This was an intensely competitive fight but Viloria usually managed to get the better of Solis during exchanges and certainly landed the bigger, more telling punches throughout. Solis was penalized a point in the third round and again in the fifth round for low blows, but Viloria’s trunks were pretty high. At one point, the ref pulled Brian’s trunks down a bit but it was too late after Solis already had lost two points. Solis needed a knockout to win. The knockout came, but it was Viloria who administered it; in the eleventh round, when he caught Solis with a counter right cross that Solis moved right into and fell to a knee and then crumbled to the canvas as the referee counted to ten.
The Main Event featured IBF/IBO Flyweight titlist Nonito Donaire (21-1, 14 KOs) against then unbeaten Texan, Raul Martinez (24-1, 14 KO’s). From the opening moments of the fight, Donaire was finding Martinez an easy target, flooring him twice in the first round, first time with a left hook, second time with a right to the head. Donaire was ruthless but Martinez survived the first round. In the second, Martinez threw a right and Donaire answered with a barrage of shots that saw Martinez in trouble. A Donaire left put Martinez down for a third time. Martinez was game though and managed to land a couple of straight rights through Donaire’s guard as the round ended.
In the third, Donaire was aggressive, circling and banging Martinez with big shots.
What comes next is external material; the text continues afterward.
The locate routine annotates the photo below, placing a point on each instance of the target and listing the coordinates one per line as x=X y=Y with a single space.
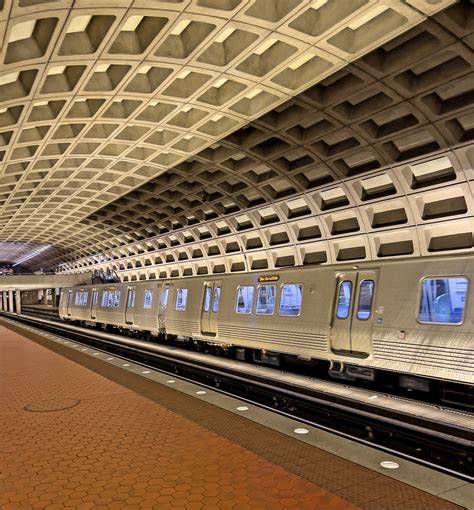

Martinez suddenly began to jab and then started tagging Donaire with some straight rights that penetrated his guard. Donaire eased up a bit boxing outside and Martinez was able to score. It looked like Martinez may have had a chance after all but then came the fourth round, where Donaire missed wildly and Martinez, confidence rising, was stalking Donaire. It was turning into a fight, with both guys scoring in spots when suddenly; Donaire landed a clean left uppercut that put Martinez down for a fourth time. Martinez was up quick enough and definitely looked able to keep fighting but referee, Pete Podgorski waved Martinez out at 2:42 of round four. Not exactly controversial but Martinez should’ve been allowed to continue.
Donaire has a very refined punching technique that powers his offense. He’s a well rounded boxer with good power. I’d like to see him fight a rematch with Vic Darchinyan at either 115 or 118 pounds but Vic’s promoter isn’t interested—even though Vic is totally interested in redeeming his only loss. What a shame that too often the Promoters don’t let the best fight the best.